9.28.2022 — September LSAT scores released

08:11 - Are the Logic Games Changing?

The June LSAT featured a different kind of experimental section for many test takers. Several students described the experimental section as consisting of rules with questions followed by a survey asking whether and how they used their scratch paper. Ben and Nathan speculate that the new experimental section may be a means for LSAC to research future changes to the Logic Games section. The guys discuss the settlement of a lawsuit that alleged the games were discriminatory toward blind students, and they debate whether visual diagrams are really necessary to solve logic games.

43:12 - Pearls vs. Turds 

This week’s Pearls vs. Turds submission comes from a listener who heard a bit of questionable advice from an independent LSAT tutor. Is it true that the September and October LSATs are easier than those administered in other months? The guys debunk this myth and explain that the LSAT is scaled, not curved.

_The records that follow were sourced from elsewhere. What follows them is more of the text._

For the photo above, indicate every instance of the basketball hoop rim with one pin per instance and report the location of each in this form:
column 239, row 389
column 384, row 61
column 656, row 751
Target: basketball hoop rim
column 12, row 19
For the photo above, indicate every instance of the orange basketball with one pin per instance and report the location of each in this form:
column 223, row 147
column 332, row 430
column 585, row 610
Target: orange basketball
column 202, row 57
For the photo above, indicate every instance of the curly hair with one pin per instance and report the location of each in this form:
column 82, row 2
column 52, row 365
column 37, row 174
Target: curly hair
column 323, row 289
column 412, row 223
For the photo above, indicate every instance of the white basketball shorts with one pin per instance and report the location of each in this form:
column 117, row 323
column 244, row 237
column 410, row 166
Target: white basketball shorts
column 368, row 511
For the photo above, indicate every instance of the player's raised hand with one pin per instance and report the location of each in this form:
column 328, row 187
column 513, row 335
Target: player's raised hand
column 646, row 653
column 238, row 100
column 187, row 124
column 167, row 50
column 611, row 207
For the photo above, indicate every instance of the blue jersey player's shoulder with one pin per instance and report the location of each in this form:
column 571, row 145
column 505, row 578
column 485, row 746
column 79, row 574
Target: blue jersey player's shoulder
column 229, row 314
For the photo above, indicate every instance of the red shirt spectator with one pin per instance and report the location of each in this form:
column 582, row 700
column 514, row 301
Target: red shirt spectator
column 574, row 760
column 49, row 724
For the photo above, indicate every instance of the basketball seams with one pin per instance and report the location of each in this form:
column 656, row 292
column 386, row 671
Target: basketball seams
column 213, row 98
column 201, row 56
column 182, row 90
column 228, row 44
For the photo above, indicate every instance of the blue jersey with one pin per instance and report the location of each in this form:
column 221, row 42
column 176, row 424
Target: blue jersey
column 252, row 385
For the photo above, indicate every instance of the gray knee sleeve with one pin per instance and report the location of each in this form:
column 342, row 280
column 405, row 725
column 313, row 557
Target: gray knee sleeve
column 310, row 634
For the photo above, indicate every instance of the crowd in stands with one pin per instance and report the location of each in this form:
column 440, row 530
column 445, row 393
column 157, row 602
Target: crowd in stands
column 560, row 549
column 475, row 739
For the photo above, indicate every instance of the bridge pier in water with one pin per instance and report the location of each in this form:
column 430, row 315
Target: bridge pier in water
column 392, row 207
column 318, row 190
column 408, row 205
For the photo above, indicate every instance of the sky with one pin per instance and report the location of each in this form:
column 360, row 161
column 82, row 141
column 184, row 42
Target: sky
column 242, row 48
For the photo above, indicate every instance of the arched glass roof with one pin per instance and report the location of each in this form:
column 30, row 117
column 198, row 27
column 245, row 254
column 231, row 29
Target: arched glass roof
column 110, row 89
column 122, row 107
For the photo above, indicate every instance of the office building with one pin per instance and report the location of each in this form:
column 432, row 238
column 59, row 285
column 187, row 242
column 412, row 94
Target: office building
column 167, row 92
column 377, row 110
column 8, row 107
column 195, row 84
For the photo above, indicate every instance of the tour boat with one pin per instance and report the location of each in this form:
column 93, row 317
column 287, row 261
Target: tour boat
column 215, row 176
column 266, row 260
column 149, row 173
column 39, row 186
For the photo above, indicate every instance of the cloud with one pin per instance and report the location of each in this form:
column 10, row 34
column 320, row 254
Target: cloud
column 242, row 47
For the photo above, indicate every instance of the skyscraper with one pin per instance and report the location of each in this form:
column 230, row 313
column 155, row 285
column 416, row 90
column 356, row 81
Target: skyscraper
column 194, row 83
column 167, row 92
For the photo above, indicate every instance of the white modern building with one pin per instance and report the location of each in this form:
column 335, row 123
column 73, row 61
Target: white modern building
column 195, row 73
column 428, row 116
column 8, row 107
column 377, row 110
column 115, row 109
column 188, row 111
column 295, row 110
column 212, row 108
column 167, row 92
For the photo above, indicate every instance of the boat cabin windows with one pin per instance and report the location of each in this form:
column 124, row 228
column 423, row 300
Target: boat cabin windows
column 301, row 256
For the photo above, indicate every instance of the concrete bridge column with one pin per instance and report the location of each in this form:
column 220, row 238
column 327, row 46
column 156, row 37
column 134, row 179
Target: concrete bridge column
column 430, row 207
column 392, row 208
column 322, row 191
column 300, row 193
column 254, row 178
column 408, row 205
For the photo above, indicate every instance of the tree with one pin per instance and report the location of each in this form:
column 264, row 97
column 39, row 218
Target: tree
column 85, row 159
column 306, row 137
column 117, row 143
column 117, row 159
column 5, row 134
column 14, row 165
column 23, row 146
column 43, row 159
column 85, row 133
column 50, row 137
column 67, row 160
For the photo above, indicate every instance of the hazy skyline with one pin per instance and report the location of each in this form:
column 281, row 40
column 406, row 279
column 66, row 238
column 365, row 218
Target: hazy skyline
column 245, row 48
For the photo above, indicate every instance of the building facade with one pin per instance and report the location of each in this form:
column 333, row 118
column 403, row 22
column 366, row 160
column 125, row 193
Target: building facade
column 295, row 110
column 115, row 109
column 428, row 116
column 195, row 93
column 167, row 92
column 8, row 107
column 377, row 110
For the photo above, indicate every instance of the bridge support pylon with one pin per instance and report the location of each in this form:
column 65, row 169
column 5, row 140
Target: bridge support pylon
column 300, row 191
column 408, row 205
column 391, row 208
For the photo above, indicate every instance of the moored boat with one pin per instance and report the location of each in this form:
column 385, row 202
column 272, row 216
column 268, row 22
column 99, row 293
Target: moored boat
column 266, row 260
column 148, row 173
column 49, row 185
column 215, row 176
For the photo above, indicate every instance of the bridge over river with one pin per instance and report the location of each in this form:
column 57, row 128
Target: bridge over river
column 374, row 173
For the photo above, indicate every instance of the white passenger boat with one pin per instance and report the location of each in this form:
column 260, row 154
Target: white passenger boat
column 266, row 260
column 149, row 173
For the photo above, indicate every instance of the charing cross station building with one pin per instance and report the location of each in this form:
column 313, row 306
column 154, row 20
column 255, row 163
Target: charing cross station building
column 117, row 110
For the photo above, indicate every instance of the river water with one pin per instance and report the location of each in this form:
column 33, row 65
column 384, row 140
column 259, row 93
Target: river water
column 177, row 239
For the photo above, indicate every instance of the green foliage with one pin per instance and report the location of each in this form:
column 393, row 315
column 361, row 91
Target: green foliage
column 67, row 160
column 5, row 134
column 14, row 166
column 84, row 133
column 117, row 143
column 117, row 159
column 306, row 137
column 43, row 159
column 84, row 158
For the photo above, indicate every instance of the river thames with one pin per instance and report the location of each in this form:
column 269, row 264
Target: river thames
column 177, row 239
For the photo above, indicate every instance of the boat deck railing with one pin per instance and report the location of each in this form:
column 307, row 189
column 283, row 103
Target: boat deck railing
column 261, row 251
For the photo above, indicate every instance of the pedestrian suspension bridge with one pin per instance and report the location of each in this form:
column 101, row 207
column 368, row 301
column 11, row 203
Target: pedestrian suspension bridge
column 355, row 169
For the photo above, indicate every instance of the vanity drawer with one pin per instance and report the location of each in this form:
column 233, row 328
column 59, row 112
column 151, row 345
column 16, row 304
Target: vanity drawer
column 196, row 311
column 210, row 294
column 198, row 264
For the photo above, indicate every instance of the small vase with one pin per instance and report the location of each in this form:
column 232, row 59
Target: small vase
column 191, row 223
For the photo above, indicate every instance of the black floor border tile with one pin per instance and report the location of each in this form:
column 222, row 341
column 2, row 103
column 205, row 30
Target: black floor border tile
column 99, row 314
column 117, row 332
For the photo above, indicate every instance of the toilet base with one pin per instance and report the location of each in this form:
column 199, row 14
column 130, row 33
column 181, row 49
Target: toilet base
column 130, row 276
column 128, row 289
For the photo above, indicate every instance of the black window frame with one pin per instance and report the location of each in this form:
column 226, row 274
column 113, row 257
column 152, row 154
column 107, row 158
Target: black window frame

Scoreboard: 17 pearls, 62 turds, 24 ties

Got a Pearls vs. Turds candidate? Email

46:47 - A Tip for Getting Straight A’s

Ben shares a clip from a TED talk that provides a helpful tip for getting good grades and increasing productivity in general. After years of struggling in school, the speaker describes the marginal adjustments he made to increase his focus and productivity and become a straight-A student.

52:51 - Building Your Law School Résumé

Demon student Cassandra plans to attend graduate school while studying for the LSAT. She asks whether her graduate GPA will count more or less than her undergraduate GPA when she applies to law school. She also wonders whether she should get a job to build her résumé. Nathan and Ben advise Cassandra to reconsider pursuing a master’s degree before law school. Only undergraduate GPAs are factored into law school admissions formulas. The guys do recommend getting a job before law school, but it should be to gain experience in the field, not just to build your law school résumé.

1:06:08 - Diagnostic Test

An anonymous Demon student reaches out to ask how they should prepare for their first practice LSAT. Ben and Nathan recommend taking a cold diagnostic test. Read the instructions at the beginning of the section, and then start carefully working on the questions one at a time. There is no better way to familiarize yourself with the test than by practicing real LSAT questions.